Reputation: 375
I want to take a string that looks like this: 'Oreo.12.37-40.Apple.78' and turn it into a list that looks like this:
['Oreo', 12, 37, 38, 39, 40, 'Apple', 78]
Where the '-' causes iteration between the values. ('37-40' becomes [37,38,39,40])
https://stackoverflow.com/a/5705014/1099935 has a really nice solution, but I don't understand it enough to know how to incorporate string handling. (It works great with number only, but fails with strings in the int())
comments are locked for me(?), so here is an additional comment: I need the list to contain either int values or strings. Then using Q objects in the filters items can be filter by common name or the assigned product key (generally short and also used commonly)
Upvotes: 0
Views: 135
Reputation: 35532
This does it:
#!/usr/bin/python
import re
s = 'Oreo.12.37-40.Apple.78'
l=[]
for e in re.split('[^\w-]+',s):
m=re.match('(\d+)-(\d+)',e)
if m:
x=int(m.group(1))
y=int(m.group(2))
for i in range(x,y+1):
l.append(i)
else:
try:
l.append(int(e))
except ValueError:
l.append(e)
print l
Output:
['Oreo', 12, 37, 38, 39, 40, 'Apple', 78]
Upvotes: 1
Reputation: 208485
Here is an option:
def custom_split(s):
def int_range_expand(s):
try:
return [int(s)]
except ValueError:
try:
start, end = map(int, s.split('-'))
return range(start, end+1)
except Exception:
pass
return [s]
return sum(map(int_range_expand, s.split('.')), [])
>>> custom_split('Oreo.12.37-40.Apple.78')
['Oreo', 12, 37, 38, 39, 40, 'Apple', 78]
This uses an EAFP approach, with the steps broken down below:
1. custom_split('Oreo.12.37-40.Apple.78')
2. s <= 'Oreo.12.37-40.Apple.78'
3. s.split('.') => ['Oreo', '12', '37-40', 'Apple', '78']
4. map(int_range_expand, ['Oreo', '12', '37-40', 'Apple', '78'])
=> [['Oreo'], [12], [37, 38, 39, 40], ['Apple'], [78]]
5. sum([['Oreo'], [12], [37, 38, 39, 40], ['Apple'], [78]], [])
=> ['Oreo', 12, 37, 38, 39, 40, 'Apple', 78]
The int_range_expand()
function from step 4 always returns a list.
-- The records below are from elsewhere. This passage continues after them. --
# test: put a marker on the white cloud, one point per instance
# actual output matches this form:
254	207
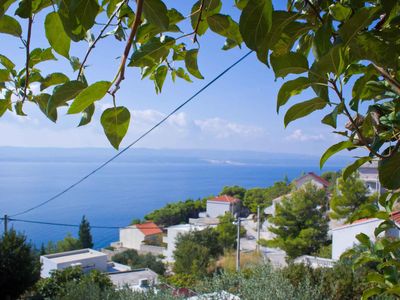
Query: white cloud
299	135
221	128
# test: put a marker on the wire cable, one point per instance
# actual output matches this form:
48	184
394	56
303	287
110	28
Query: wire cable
135	141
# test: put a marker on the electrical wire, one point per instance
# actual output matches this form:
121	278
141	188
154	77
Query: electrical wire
135	141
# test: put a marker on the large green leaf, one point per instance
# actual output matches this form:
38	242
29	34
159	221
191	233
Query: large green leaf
152	53
225	26
256	22
88	96
210	8
389	172
115	122
359	21
63	93
53	79
303	109
56	35
10	26
291	88
291	63
87	115
191	63
333	150
354	166
156	13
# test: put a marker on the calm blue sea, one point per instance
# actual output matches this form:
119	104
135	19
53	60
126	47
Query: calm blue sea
136	183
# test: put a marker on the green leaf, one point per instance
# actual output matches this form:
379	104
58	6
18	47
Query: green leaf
303	109
360	20
333	150
159	77
10	26
349	170
389	172
43	100
56	35
115	122
256	22
225	26
39	55
291	88
210	8
6	62
156	13
367	294
63	93
4	105
18	108
88	96
4	75
87	115
53	79
152	53
339	12
364	239
191	63
291	63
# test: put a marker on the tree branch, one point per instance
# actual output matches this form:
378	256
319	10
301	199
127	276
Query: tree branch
28	56
136	23
357	129
392	81
98	38
315	10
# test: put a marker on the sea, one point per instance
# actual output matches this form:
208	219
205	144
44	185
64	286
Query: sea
134	184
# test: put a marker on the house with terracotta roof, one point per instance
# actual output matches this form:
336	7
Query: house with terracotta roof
135	236
344	237
219	205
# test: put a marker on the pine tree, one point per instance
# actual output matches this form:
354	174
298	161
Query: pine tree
85	237
300	222
349	197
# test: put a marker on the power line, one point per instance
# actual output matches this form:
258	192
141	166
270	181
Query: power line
135	141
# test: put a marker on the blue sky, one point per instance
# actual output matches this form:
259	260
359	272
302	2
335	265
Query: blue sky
238	112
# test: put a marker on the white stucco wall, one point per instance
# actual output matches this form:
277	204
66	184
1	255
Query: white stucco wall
131	238
218	208
344	238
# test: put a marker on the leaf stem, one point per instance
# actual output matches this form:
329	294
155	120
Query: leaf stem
135	25
92	46
28	56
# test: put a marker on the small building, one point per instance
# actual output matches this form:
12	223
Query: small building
312	178
87	259
344	237
172	234
135	236
136	280
369	175
218	206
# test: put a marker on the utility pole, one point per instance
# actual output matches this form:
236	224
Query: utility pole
5	224
238	246
258	228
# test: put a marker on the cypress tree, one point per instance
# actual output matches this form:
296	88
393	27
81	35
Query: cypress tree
85	237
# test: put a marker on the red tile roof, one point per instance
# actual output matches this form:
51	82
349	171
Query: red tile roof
149	228
316	177
225	198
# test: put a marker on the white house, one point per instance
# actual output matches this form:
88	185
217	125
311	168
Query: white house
134	236
137	280
172	234
312	178
218	206
87	259
369	174
344	237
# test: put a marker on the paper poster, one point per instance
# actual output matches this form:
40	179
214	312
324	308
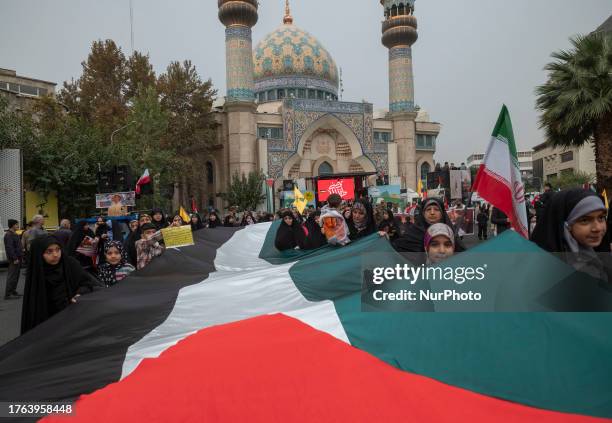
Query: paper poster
115	199
344	187
180	236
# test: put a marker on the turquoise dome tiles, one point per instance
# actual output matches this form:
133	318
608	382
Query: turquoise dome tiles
290	53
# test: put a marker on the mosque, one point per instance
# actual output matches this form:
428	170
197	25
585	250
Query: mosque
283	114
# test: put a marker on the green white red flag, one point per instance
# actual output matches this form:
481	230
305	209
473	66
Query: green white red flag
499	178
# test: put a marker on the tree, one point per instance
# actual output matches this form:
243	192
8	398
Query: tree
246	191
576	101
142	146
16	129
191	126
574	179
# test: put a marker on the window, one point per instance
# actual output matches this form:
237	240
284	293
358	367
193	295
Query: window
325	169
380	136
426	142
209	173
568	156
270	133
28	90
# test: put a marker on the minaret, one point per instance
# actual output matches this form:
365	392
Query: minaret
399	31
239	16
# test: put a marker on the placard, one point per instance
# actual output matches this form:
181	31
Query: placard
345	187
117	199
179	236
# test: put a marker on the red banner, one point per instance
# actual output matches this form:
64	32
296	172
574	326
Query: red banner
344	187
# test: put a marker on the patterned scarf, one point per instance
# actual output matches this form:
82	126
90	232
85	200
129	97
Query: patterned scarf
110	274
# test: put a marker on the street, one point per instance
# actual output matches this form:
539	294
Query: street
10	310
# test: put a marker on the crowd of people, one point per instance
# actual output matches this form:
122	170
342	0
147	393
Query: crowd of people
75	260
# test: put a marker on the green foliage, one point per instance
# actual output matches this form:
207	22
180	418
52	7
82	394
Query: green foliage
574	179
16	129
245	191
164	125
576	101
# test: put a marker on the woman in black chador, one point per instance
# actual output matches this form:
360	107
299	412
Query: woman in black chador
54	280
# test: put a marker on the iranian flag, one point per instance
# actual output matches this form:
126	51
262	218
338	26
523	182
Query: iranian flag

If the argument is a string or an int the result will only have one element, but if it is a range like 37-40
then it will contain each integer in that range. This allows us to chain all of the resulting lists into a single list easily.
Step 5 is similar to itertools.chain
, which is more efficient but requires importing a module, up to you which is preferable.